Just block the bots using Apache web server, easy and simply.
|Just block the bots using Apache web server, easy and simply. |
I'm a rabid anti-scraper and bot blocker but that doesn't solve this problem as I allow ASK onto my site because it does send some traffic, it provides value. By blocking ASK you're cutting off the traffic it provides just to stop a few artificial AdSense page impressions which makes no sense. Besides, not all screen shot tools identify themselves as a BOT so it's not just a quick and easy "block them in Apache" solution.
If you don't get that ASK traffic you get fewer click thrus and a lower income.
The issue here isn't blocking the bot, that's a no-brainer if you wanted to do that and cut off the traffic they provide as well.
The issue is "Does Google count those page impressions from ASK, SNAP and others and do they impact your account?"
Interesting Bill. I just did an Ask search on the name of a popular blog running AdSense across the top of the page. In the SERP click on the binoculars and you can see the snapshot, including an image of the AdSense unit.
|The issue is "Does Google count those page impressions from ASK, SNAP and others and do they impact your account?" |
Well you also mentioned that Ask made over 40,000 screen shots of your website. Did they show up in your AdSense reports? It seems like that many extra impressions would be pretty obvious, unless you're already getting a substantial number (like a million a day).
|Both Ask and Snap make screen shots of various pages in your site... |
I see what you're saying. I just searched for my domain name at Alexa.com and they do the same thing. There were a few dozen little snapshots of various pages, and I could see AdSense ads in each one of them.
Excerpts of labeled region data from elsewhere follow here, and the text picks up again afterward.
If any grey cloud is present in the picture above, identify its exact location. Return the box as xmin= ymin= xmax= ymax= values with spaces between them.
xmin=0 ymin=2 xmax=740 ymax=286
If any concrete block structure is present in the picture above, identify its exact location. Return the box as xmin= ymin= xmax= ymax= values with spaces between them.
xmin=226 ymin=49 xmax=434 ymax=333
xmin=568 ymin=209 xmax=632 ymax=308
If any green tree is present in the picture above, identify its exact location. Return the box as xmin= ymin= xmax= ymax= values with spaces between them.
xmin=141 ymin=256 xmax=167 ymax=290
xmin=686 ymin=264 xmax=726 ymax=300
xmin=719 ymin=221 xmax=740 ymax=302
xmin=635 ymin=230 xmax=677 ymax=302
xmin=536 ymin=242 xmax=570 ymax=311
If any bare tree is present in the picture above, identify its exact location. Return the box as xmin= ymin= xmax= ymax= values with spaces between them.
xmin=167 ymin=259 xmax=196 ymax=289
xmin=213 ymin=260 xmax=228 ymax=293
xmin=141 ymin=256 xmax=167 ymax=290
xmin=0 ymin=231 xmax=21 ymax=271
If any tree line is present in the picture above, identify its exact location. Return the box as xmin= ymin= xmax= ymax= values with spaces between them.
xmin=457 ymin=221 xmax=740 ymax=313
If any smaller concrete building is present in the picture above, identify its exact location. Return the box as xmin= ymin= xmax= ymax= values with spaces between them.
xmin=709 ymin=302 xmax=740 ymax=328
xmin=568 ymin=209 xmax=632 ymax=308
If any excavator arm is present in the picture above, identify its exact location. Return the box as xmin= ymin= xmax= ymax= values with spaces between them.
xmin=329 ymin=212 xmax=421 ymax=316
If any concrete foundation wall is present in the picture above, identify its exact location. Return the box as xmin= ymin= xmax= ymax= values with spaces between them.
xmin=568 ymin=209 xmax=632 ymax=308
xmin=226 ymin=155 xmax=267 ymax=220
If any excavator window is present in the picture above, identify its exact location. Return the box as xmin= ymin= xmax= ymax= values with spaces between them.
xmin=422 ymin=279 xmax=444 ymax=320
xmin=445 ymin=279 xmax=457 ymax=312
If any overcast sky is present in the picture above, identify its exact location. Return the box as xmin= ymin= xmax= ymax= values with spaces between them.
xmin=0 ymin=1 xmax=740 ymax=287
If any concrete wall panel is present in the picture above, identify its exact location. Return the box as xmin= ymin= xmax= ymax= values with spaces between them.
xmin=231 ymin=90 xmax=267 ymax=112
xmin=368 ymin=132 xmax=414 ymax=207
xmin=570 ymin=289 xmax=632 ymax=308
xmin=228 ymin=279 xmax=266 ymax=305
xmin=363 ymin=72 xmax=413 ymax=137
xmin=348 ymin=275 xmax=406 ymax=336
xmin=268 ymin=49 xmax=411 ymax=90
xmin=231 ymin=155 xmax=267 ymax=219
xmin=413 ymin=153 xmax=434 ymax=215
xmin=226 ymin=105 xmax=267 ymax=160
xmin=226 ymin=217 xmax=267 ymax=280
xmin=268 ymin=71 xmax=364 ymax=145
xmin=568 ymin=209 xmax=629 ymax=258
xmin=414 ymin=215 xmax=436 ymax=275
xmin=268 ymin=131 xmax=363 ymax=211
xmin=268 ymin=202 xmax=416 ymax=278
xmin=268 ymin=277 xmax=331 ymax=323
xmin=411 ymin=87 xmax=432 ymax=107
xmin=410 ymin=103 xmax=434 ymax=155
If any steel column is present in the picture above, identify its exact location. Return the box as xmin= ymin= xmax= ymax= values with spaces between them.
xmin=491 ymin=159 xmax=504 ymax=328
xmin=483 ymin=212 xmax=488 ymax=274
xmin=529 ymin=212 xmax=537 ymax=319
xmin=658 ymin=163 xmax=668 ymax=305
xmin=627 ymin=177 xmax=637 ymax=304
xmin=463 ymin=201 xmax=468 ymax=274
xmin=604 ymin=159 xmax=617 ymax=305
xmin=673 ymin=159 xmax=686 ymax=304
The thing is, even if they took snapshots of all 200 pages of my site in one day, it wouldn't affect the statistics very much.
|Ask made over 40,000 screen shots of your website... It seems like that many extra impressions would be pretty obvious |
Actually that was Snap, ASK seems to be a little less aggressive.
Keep in mind that making screen shots is a slow process and they're making screen shots for many millions of websites. I get about 100K page impressions per day, not all are AdSense impressions though, but you can see it would be hard for me to easily tell the impact of these activities while a smaller site might notice right away. However, I've seen various IPs from Snap's screen shot tool [webmasterworld.com] ask for a couple of hundred pages a day for my site.
I never really thought this was a newsworthy item until I noticed more and more sites making screen shots and I figured if Google were actually filtering those sources (Ask, Snap, etc.) you should see PSA's on the screen shots and not real AdSense ads which clearly isn't the case.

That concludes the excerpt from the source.